The next day, Rebecca Grossman told her daughter to “get in touch with that woman at Fox that I sent the card.”

Alexis Grossman said that she would do as her mother asked.

“Rebecca, you know, we wrote this,” her husband then said, according to the filing. “I don’t want you to say anything on the phone right now.”

“Why? It’s the truth,” she said.

Later in the conversation, Rebecca Grossman asked her husband to “[m]aybe, like, give somebody some money to see if you can visit me.”

“Umm. I. Yeah I will,” Peter Grossman replied. “But. Shhhh. Yes. I will do whatever I can.

Also that day, the defendant said that jurors “weren’t on [her] side from the beginning” and that they may have been manipulated by prosecutors.

“I swear I think that the prosecutor had somebody on the inside that was [unintelligible] the jury,” Rebecca Grossman said.

In a conversation the following day in which the defendant and her husband apparently agreed that the real culprit is former Los Angeles Dodgers pitcher Scott Erickson — who was allegedly speeding through the neighborhood in his own car along with the defendant — Peter Grossman again reminds his wife to use discretion in their conversation.

“He needs to confess,” Rebecca Grossman said.

“I know he needs to confess, but right now, I can’t even talk about the case, but that guy needs to, you’re in jail for him, and it drives me crazy,” her husband replied, according to the filing.

After telling the defendant that she was the prosecutors’ “sacrificial lamb,” Peter Grossman reminded his wife that they probably shouldn’t be discussing this on a jailhouse phone.

“But again, we have to stop talking about the case on the recorded line,” he said, according to the motion.

‘They wished to have no contact with the defendant’

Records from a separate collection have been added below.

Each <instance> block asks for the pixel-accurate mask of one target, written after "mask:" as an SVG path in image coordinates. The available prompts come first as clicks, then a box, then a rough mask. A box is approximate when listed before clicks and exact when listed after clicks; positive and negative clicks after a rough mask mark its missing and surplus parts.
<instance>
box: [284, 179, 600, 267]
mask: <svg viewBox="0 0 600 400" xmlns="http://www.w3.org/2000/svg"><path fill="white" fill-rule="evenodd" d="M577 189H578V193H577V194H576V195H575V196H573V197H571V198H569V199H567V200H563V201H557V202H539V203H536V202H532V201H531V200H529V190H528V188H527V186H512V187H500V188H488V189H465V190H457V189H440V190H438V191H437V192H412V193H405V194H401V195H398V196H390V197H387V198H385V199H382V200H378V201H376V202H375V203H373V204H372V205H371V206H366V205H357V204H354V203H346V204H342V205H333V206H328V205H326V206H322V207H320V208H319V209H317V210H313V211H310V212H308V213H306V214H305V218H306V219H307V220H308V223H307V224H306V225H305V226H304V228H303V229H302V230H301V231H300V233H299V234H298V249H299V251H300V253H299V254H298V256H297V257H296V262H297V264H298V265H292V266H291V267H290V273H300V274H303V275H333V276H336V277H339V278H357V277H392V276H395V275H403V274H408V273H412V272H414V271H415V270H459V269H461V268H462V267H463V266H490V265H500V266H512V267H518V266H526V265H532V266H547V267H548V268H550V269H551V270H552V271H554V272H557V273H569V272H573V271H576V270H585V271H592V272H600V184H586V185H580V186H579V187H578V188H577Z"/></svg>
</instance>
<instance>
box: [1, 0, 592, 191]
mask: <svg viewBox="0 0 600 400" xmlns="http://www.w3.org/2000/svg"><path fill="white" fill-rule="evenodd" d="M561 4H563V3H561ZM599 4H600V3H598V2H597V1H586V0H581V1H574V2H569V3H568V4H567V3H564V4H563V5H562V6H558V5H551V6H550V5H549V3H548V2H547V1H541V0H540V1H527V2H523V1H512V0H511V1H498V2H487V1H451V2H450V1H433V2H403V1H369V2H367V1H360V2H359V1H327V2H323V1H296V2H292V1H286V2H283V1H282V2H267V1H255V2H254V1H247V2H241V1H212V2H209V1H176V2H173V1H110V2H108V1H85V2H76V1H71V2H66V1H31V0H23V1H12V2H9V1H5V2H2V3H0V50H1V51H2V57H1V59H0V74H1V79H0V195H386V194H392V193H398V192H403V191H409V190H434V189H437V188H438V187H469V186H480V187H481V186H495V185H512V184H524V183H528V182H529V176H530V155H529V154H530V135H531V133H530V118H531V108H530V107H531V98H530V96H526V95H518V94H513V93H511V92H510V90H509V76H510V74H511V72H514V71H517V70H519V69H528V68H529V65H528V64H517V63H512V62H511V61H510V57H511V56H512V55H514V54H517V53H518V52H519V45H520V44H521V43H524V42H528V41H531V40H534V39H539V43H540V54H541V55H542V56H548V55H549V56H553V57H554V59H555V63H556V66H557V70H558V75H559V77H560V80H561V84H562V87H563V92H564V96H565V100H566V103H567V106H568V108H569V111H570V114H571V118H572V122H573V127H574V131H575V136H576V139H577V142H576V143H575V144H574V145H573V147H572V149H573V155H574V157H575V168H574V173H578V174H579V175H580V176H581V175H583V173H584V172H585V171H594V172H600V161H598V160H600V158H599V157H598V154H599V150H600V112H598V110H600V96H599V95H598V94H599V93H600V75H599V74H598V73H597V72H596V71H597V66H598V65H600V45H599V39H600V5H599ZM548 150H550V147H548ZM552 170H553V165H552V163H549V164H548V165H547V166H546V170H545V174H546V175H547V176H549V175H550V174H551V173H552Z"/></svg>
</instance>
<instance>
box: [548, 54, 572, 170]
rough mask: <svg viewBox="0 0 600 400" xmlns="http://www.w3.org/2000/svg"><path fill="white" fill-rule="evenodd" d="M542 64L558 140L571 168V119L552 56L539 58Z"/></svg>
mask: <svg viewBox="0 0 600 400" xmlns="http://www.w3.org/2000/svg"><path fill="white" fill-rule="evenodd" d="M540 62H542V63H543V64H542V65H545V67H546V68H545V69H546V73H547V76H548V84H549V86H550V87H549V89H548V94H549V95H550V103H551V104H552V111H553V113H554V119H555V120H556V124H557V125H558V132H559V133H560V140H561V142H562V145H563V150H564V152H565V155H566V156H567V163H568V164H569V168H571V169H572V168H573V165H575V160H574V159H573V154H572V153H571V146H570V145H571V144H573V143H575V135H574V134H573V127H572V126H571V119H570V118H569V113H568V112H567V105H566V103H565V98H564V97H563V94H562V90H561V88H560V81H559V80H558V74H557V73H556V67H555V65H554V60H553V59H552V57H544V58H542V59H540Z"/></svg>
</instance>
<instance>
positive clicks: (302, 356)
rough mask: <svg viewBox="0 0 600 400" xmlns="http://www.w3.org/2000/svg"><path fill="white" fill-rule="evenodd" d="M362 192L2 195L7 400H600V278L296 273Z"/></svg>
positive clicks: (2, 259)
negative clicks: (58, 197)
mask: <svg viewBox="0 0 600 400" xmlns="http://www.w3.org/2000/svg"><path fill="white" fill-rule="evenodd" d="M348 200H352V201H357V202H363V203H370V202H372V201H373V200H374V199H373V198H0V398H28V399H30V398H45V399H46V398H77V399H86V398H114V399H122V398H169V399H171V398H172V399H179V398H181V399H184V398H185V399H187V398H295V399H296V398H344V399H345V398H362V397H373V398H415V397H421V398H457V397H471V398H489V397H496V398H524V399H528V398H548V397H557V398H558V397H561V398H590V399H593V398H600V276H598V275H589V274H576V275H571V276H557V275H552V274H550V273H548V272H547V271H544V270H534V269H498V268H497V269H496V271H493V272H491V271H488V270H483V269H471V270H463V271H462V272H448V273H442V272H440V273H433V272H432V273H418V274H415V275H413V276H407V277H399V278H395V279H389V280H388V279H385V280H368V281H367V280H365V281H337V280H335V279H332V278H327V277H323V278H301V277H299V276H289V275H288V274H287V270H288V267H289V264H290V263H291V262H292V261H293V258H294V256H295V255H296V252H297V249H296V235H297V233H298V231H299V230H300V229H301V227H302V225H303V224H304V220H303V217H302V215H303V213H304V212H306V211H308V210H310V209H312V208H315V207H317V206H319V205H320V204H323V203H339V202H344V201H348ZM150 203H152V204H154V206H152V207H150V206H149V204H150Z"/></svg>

The motion also alleges that Grossman wrote a letter to the Iskander family and had it mailed to their “personal residence.”

“On multiple prior occasions they have indicated that they wished to have no contact with the defendant,” the motion says. “They did not wish to receive this letter from the defendant.”

Prosecutors have asked for a no-contact order barring Grossman from contacting her victims’ family, “either verbal, written or otherwise.”

At the time of the deadly collision, Grossman was allegedly engaging in a “high-speed game of chicken” with Erickson when she reached speeds of over 80 mph — more than twice the legal speed limit of 45 mph. She allegedly kept driving after striking the children, only coming to a stop a quarter-mile away because her engine cut off, authorities said. It was initially reported that she carried one of the boys on the hood of her car for more than 100 feet and then, after hitting the brakes, ran over him as she left the scene.

At a pretrial hearing, a sheriff’s deputy had testified that Mark was thrown 254 feet. Evidence at that hearing also revealed that Grossman had reached 81 mph about a second and a half before hitting the boys.

After two days of deliberations and a six-week trial, jurors convicted Grossman of two counts each of second-degree murder and vehicular manslaughter with gross negligence and one count of hit-and-run resulting in death in the killings of the young boys. She faces up to 34 years to life in state prison when she is sentenced on April 10.

Grossman is scheduled to be sentenced on April 10.